Minneapolis is not a stranger to death and violence. The last five years alone have asked too much of this city. While I do not represent Minneapolis or Minnesota solely, I see how others and myself carry the police murder of George Floyd, and the ongoing aftermath that reshaped how many of us understand safety, state power, and grief. We carry the mass shooting that killed Fletcher Merkel and Harper Moyski, children whose names should never have become public memorials. And now we carry the names Renée and Alex, and the fear that comes when federal power is experienced not as protection but as threat.
As a systemic thinker, I do not believe one explanation will hold all of this. It would be easy to point to a single cause, a single villain, a single fix. That is rarely how systems work. Systems are built through incentives, histories, policies, and cultural stories that make harm seem “normal” to people who are not the ones absorbing the impact. Naming complexity is not excusing harm. It is how we identify leverage points for change.
I want to name a quieter truth, too. Even when institutions fail, people still practice care. I see it in neighbors checking on each other. I see it in conversations that stay human even when they are tense. I see it in those who organize rides, meals, childcare, court support, legal observing, and harm reduction, even when it costs them time, money, and sleep. That is not a substitute for policy change, but it is often the bridge that keeps people alive long enough to reach it.
So here is my request of us, grounded in both hope and practicality:
- Reach toward someone. Check on one person today who might be carrying this alone.
- Practice bounded courage. A hard conversation does not have to be endless to be meaningful. One honest exchange with clear limits is still a practice of justice.
- Engage the estranged with safety and intention. If reconnection is possible, let it be incremental. If it is not safe, choose protection without shame.
- Refuse the story that harm is inevitable. That story is convenient for people who do not plan to change anything.
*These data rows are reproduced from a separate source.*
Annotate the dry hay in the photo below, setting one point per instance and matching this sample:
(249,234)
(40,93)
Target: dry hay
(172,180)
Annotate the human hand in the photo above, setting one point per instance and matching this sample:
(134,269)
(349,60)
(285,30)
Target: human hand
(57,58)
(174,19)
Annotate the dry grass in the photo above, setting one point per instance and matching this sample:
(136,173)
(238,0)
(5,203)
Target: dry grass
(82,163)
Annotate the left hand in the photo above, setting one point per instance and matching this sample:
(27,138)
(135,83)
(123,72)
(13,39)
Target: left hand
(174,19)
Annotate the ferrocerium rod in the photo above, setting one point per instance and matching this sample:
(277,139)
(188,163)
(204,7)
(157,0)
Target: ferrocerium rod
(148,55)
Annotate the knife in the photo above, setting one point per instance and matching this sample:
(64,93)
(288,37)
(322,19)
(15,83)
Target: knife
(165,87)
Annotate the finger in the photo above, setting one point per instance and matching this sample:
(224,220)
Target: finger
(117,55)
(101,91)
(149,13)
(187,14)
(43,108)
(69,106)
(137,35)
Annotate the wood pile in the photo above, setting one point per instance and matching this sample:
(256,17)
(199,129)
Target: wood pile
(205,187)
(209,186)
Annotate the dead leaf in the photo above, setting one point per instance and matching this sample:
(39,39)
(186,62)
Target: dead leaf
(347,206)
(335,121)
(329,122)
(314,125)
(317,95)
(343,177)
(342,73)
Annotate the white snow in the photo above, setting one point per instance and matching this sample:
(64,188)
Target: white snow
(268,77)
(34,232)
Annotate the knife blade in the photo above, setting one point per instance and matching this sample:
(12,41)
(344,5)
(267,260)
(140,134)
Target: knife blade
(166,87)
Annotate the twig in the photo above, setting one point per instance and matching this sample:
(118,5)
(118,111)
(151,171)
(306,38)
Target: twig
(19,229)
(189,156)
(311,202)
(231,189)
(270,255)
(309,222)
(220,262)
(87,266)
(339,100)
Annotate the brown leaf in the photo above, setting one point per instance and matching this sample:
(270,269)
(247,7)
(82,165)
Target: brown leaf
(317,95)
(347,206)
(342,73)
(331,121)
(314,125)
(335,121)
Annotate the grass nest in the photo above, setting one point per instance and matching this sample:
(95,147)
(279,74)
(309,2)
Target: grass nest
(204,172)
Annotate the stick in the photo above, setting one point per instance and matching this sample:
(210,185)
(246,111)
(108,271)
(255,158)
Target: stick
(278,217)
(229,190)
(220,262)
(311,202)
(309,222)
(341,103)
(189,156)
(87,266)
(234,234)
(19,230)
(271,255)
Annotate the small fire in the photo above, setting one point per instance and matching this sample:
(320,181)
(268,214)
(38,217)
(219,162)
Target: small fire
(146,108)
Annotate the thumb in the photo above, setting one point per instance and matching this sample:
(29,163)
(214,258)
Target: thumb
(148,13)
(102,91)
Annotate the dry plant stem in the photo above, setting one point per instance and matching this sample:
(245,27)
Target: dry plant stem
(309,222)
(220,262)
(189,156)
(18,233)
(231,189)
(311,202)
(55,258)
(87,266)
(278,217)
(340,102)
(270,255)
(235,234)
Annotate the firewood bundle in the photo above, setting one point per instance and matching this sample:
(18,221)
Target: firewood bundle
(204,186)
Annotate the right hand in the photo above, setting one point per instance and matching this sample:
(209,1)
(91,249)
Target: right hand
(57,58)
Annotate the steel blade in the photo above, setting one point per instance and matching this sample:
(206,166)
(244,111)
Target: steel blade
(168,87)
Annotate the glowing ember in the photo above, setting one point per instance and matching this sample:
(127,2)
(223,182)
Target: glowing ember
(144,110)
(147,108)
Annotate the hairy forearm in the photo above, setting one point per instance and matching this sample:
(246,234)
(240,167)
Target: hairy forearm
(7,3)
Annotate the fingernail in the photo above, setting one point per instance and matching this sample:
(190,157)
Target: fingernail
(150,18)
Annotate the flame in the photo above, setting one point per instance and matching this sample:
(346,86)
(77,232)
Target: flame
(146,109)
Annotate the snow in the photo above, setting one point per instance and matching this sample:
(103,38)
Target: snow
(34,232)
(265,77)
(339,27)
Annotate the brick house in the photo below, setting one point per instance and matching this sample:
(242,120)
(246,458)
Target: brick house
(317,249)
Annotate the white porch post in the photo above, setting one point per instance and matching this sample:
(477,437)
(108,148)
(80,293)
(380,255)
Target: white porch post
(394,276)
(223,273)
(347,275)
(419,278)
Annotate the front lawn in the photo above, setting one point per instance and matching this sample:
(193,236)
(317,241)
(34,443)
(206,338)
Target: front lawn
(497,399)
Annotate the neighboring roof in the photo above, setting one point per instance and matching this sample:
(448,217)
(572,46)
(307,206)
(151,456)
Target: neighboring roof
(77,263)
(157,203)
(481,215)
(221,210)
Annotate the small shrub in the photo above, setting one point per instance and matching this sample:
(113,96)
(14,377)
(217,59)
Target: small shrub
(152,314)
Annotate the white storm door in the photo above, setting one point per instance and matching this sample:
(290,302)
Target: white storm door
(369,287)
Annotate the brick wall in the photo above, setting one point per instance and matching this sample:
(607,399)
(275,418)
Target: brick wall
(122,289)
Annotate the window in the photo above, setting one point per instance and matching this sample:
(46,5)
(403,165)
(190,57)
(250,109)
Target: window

- Put values into motion. Time, money, labor, skill, emotions, choose one sustainable contribution and repeat it. Systems shift when ordinary people do purposeful things together.
As we approach what those in the Asian community call the Year of the Fire Horse, I am thinking about heat, speed, and consequence. Fire can warm. Fire can destroy. What matters is what we build around it: containment, care, accountability, and community practice that is steady enough to hold the heat without turning on each other.
I am writing this with grief. I am also writing it with commitment. Many of you already care deeply. My invitation is to let that care become action that is relational, specific, and sustained, not just a feeling we carry in isolation.
With grief, with resolve, and with you in this.

Kei Skeide
Kei Skeide, MS, LMFT, is a PhD candidate in Couple and Family Therapy at Antioch University New England and a Licensed Marriage and Family Therapist in Minnesota and Wisconsin, based in Minneapolis. Their work centers relational ethics, community care, and culturally attuned practice using AI with Queer and Trans, BIPOC, immigrant, neurodivergent, and communities. Kei is based in Minneapolis.